Posted by SomeOddCodeGuy@reddit | LocalLLaMA | View on Reddit | 7 comments

So this is a pretty short one because I'm writing it over my lunch break, but wanted to toss this out in case it might help others who got to fiddling with things that they probably shouldn't like I did. When running Koboldcpp, I usually run my models with 2048 blast batch size, since [prompt processing speed is a pain](https://www.reddit.com/r/LocalLLaMA/comments/1aw08ck/real_world_speeds_on_the_mac_koboldcpp_context/) for Macs, and there's at least [some evidence that doing this can help](https://www.reddit.com/r/LocalLLaMA/comments/16famrm/koboldcpp_llamacpp_frankensteined_some_blast/). Well, over the past few days I was struggling to get Gemma 27b gguf to work with Koboldcpp, and couldn't figure out why.
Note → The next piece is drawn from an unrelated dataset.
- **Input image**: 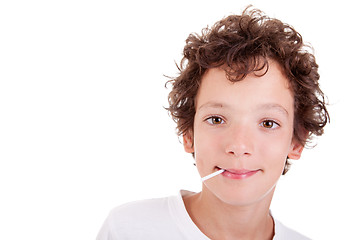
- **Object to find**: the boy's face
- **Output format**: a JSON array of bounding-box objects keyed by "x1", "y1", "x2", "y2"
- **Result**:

The few coherent responses I could get out of it were just not great, but honestly most responses were plain gibberish. Turns out that my standard command for kicking off kobold, which includes setting 2048 blast batch size, was the issue. I kicked the batch size down to the standard 512, and suddenly Gemma was smart as could be. As an additional note- this got me interested in the effect of blast batch size on inference quality, so I did a couple of quick tests; nothing scientific, but rather just a quick peek at what would happen. I re-ran a challenging coding question a few times with Wizard, and found that I consistently got better results at 256 batch size than anything else. Mind you, I didn't run a lot of tests so this could be just coincidence, but thought that would be a fun-to-mention thing. Anyhow, just wanted to give a heads up about that.

Reply to Post

7 Comments

[-]

CaptTechno@reddit

fp16 or some quant?

[-]

SomeOddCodeGuy@reddit (OP)

q8 gguf. I never had luck with f16 ggufs.

[-]

Fast-Persimmon7078@reddit

Also, I think the Gemma-2 family is sensitive to quantization. I ran the 9B model on my Mac and found little regression in 8-bit quantization. (tested it with mlx-community/gemma-2-9b-it-8bit and mlx-community/gemma-2-9b-it-fp16) I'm curious about the performance difference between the original implementation, llama.cpp, and MLX quantizations...

[-]

kryptkpr@reddit

This is almost definitely a bug in kobold, batch size shouldn't affect results like this only performance.

[-]

a_beautiful_rhind@reddit

heh.. on koboldcpp the gemma 27b gguf I have just generates "manners manners manners" to me over and over again. Not sure if it's due to vulkan backend being used or what. I'd open a ticket on github but they hid my account and still didn't reply. I can tell you that using regular llama.cpp it made no difference what I set the batch size to using cuda.

[-]

SomeOddCodeGuy@reddit (OP)

lol I ended up just making my own quant; I couldn't find one that worked well on huggingface, so I pulled down the repo and the latest llamacpp and just made my own. If it works for cuda, I wonder if its the blas implementation doing it. Mac doesn't use cublas, but I also didn't download openblas, so Im not sure which its using. Just plain "blas"? lol

[-]

a_beautiful_rhind@reddit

Good point, I should try blas instead of vulkan. That particular machine has windows 8 so I am stuck at cuda 10.2. I'd have to compile l.cpp or k.cpp for it on windows, bleh. The quant I am using works on the server, it's just Q8 there vs Q4km. Perhaps vulkan doesn't support soft capping?